Jusqu’à ce soir, pour le commun des mortels, Mélusine était une fée anguipède médiévale aux origines antiques. Point de chant de sirène au Crest Jazz Vocal pour cet ultime concert dan la salle Moulinages bien que Mélusine fût parfois surnommée « la tisseuse », mais en perdant son accent aigu, elle se mue en quintet de jazz masculin, lauréat du quatrième Jazz Migration de l’AJC (Association Jazz Croisé). Compositeur de tout le répertoire, l’accordéoniste Christophe Girard s’installe en compagnie du régional de l’étape, l’Ardéchois Anthony Caillet à l’euphonium, Simon Tailleu à la contrebasse, William Rollin à la guitare et Stan Delannoy à la batterie et percussions. Tous cinq ont revêtu un pantalon noir et une chemise bleu-sombre.
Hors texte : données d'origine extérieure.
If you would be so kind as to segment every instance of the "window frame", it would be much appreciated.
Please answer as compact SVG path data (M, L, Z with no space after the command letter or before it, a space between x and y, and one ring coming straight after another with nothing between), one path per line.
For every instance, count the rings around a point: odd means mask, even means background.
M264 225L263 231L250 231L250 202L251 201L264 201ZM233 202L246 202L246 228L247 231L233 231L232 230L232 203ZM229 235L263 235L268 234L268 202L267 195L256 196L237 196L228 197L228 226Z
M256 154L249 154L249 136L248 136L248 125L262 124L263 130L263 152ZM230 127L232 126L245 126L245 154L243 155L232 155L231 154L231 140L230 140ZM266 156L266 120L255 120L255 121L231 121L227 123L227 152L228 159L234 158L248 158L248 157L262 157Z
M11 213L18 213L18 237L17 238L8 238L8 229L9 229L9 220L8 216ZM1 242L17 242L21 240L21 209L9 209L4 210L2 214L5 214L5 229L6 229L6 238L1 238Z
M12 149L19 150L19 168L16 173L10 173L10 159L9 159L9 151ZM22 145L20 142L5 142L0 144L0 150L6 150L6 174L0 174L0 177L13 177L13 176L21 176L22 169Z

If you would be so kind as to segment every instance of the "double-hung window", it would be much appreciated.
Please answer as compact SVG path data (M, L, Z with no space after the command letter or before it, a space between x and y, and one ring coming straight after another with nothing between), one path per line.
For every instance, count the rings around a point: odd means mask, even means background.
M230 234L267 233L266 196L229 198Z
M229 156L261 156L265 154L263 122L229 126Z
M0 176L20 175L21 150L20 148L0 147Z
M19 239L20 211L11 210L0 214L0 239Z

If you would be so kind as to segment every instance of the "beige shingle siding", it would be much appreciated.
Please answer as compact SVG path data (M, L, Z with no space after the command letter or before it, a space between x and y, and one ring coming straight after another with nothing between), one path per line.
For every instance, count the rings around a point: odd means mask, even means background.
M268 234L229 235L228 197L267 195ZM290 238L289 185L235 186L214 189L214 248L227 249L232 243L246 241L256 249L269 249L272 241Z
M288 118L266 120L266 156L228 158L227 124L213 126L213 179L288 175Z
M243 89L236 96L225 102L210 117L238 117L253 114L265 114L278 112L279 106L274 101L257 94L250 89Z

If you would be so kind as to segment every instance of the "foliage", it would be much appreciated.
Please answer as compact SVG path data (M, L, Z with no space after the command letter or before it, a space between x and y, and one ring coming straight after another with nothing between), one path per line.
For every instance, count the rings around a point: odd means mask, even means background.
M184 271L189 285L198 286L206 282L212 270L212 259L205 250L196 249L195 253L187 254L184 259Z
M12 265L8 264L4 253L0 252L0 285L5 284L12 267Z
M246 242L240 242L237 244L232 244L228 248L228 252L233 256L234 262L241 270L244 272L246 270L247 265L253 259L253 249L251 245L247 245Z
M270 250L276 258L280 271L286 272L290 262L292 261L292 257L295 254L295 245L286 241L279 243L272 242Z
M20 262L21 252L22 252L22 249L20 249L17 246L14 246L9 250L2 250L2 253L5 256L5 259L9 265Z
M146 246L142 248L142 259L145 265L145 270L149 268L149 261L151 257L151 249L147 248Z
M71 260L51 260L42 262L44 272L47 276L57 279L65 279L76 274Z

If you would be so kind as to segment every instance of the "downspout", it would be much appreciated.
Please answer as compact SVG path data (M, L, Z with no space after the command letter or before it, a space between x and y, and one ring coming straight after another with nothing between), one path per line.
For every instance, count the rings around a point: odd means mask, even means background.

Après les salutations du batteur, le guitariste entame Mobile tout en douceur grattée. Il est rejoint dans le même esprit par les touches pointillistes de l’accordéoniste. L’irruption de l’archet du contrebassiste puis des stridences du batteur préparent l’arrivée de sa majesté l’euphonium qui va côtoyer la fée électricité. En dix minutes, Melusine affirme haut et (pas trop) fort qu’on n’est pas là pour s’amuser et que l’écoute se doit d’être soutenue ! Le batteur présente l’orchestre avant d’annoncer, avec malice, le dernier morceau Chroniques.

Le prologue est empreint de douceur avec la frappe délicate des mailloches, les dialogues sereins de l’accordéon et de l’euphonium, de la contrebasse et de la guitare.
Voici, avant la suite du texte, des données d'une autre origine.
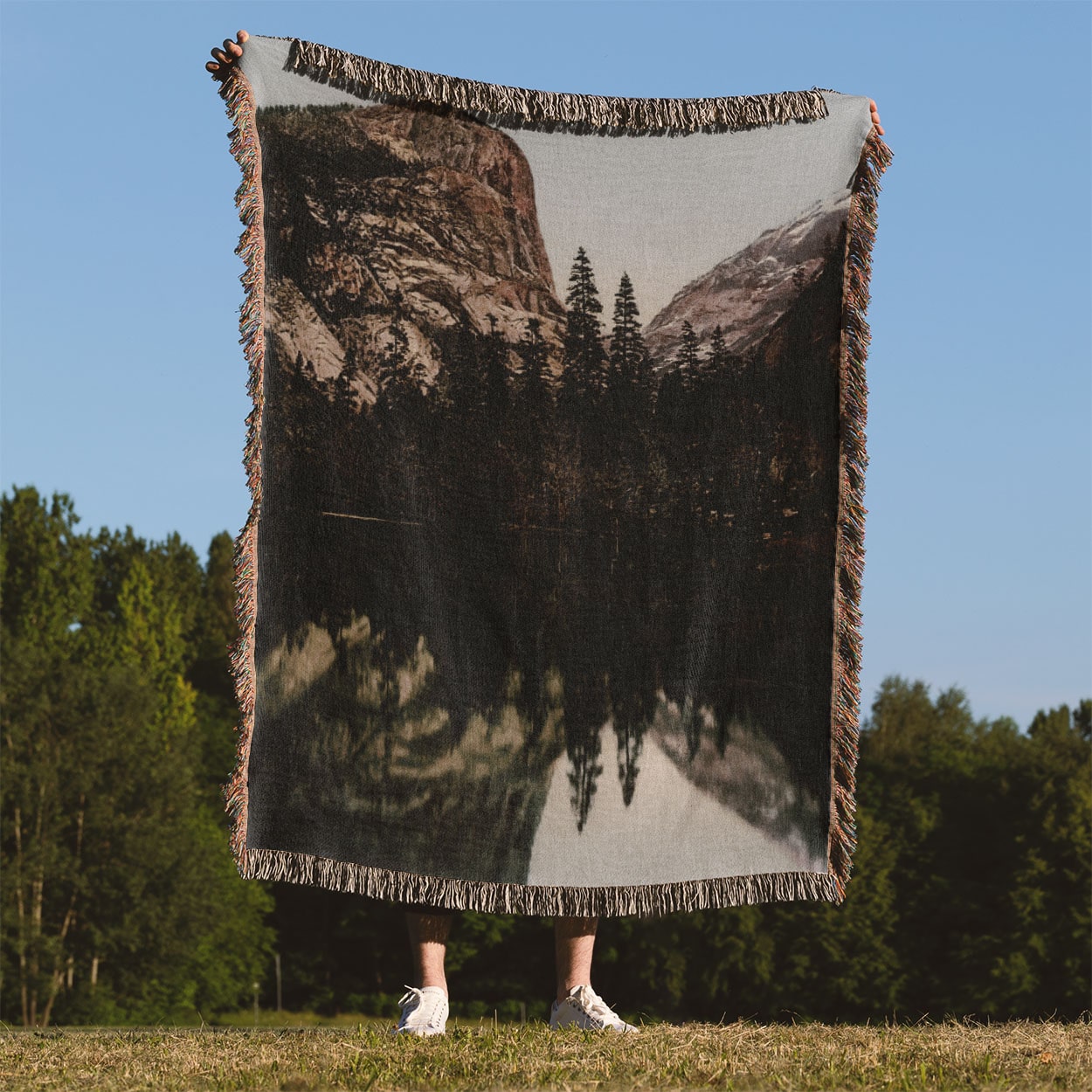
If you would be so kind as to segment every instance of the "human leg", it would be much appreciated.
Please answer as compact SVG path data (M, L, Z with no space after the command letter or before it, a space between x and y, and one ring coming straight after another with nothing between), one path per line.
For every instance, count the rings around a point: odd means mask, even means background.
M411 903L405 906L410 953L417 986L406 986L399 1004L402 1014L395 1032L442 1035L448 1022L448 980L443 958L451 931L451 911Z
M563 1001L573 986L591 985L592 952L595 949L597 917L554 919L554 961L557 969L557 999Z
M637 1031L592 989L592 952L597 917L558 917L554 921L557 998L550 1008L550 1028L593 1028L596 1031Z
Le chapitre I met en place un ostinato de la guitare qui sert de tuteur à la contrebasse et au reste du quintet qui en profite pour vivre sa vie en toute liberté.

Le chapitre II s’orne de délicates clochettes, de notes subtiles échangées entre les cordes, les touches et le souffle.

Le chapitre III offre ses minutes de gloire à l’euphonium qui se taille la part du lion face aux riffs de guitare que soutient une batterie percussive à souhait.

Le chapitre IV se pare d’un bel échange entre l’accordéon et les percussions, instants intimes au milieu de puissantes envolées.

Le chapitre V calme le jeu avec l’archet sur les cordes de la contrebasse, la guitare plus volubile, les petites percussions, le velouté de l’euphonium et la sobriété de l’accordéon.

L’épilogue commence par de petites touches percussives que rejoint l’accordéon en mode pianissimo avant que le quintet n’amplifie le volume sonore dans un tutti endiablé.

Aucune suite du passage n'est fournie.